Sunday, August 30, 2015

The Lost Child

Last night, I gulped down an orange-flavored melatonin drink, knocked back a cortisol manager pill and a magnesium capsule, and slathered on some lavender-smelling cream meant to calm the adrenal glands. All of this in the name of sleep, which has been difficult to come by during this summer of unemployment. Sleep seems to be a reward reserved for tired people, folks who pour their energy into jobs or families. It isn't for those seeking gainful employment, and it certainly isn't for those seeking themselves.
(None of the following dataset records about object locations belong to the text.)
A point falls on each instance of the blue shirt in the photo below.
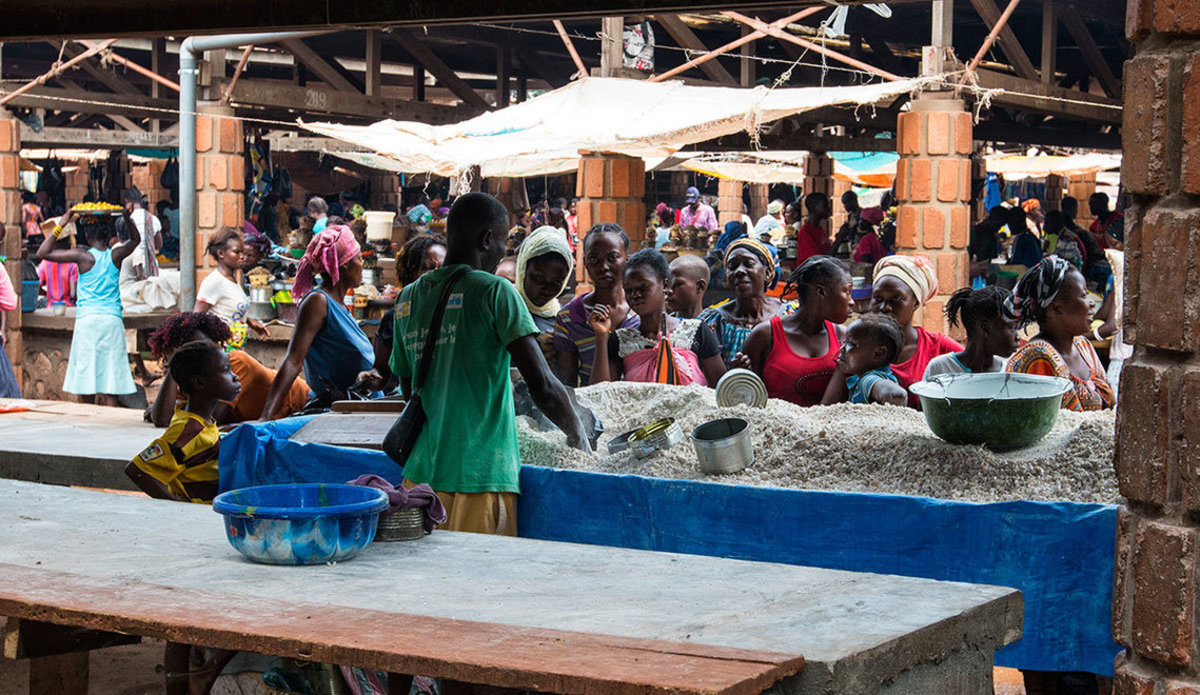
(99, 291)
(861, 387)
(339, 352)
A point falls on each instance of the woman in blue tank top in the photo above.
(99, 367)
(327, 342)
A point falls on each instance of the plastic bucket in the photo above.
(379, 225)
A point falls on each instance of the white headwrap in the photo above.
(544, 240)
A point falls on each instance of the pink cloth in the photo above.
(327, 253)
(400, 497)
(641, 366)
(9, 300)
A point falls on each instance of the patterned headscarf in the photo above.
(1038, 288)
(916, 271)
(541, 241)
(327, 253)
(765, 253)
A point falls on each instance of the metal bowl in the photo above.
(723, 445)
(1000, 411)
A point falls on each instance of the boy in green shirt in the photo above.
(467, 450)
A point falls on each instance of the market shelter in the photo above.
(624, 117)
(504, 611)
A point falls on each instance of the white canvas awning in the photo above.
(630, 117)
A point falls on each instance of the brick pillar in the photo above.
(1155, 591)
(729, 201)
(610, 189)
(220, 179)
(933, 190)
(10, 215)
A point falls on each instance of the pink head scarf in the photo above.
(327, 253)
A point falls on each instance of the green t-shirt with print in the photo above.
(469, 441)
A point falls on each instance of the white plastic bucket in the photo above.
(378, 225)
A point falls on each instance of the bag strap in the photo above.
(423, 369)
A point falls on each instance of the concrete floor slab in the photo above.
(858, 631)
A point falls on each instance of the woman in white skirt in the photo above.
(99, 367)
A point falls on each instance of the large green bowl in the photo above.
(1000, 411)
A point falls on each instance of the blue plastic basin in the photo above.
(300, 523)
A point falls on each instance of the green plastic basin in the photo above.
(1000, 411)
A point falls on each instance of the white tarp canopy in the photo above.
(630, 117)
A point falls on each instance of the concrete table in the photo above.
(165, 569)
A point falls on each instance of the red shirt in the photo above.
(795, 378)
(929, 346)
(811, 240)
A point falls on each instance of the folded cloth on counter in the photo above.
(401, 498)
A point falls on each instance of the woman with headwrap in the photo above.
(327, 341)
(901, 285)
(1054, 294)
(750, 270)
(544, 265)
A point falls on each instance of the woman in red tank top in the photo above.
(796, 355)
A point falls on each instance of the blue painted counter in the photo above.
(1059, 555)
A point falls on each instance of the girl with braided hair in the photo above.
(1054, 294)
(990, 321)
(796, 355)
(192, 327)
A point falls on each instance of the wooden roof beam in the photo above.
(685, 37)
(1092, 55)
(319, 66)
(439, 70)
(1007, 40)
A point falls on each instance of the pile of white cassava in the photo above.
(850, 448)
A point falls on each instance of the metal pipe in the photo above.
(991, 36)
(189, 54)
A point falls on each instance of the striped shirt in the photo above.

In the warm, fan-stuttered darkness, I kick the sheets and toss pillows, hoping to get comfortable. I wrap my arm around my partner, bury my face in her neck, pull back to scratch my cheek where her hair tickles my skin, turn over so as not to bother her, bump into my cat who rubs his toothy gums across my jaw and jams his paws against my throat, set him at the foot of the bed, get up, go to the bathroom, head to the kitchen, drink some water, return to the bedroom, crank up the window AC, pop in a pair of earplugs, settle under a sheet, close my eyes, breathe...breathe...breathe, silently ask the darkness to carry me deep enough for dreams, hold my breath, breathe, sigh, and click on my smart phone.

Maybe I'll find what I'm looking for on the Internet.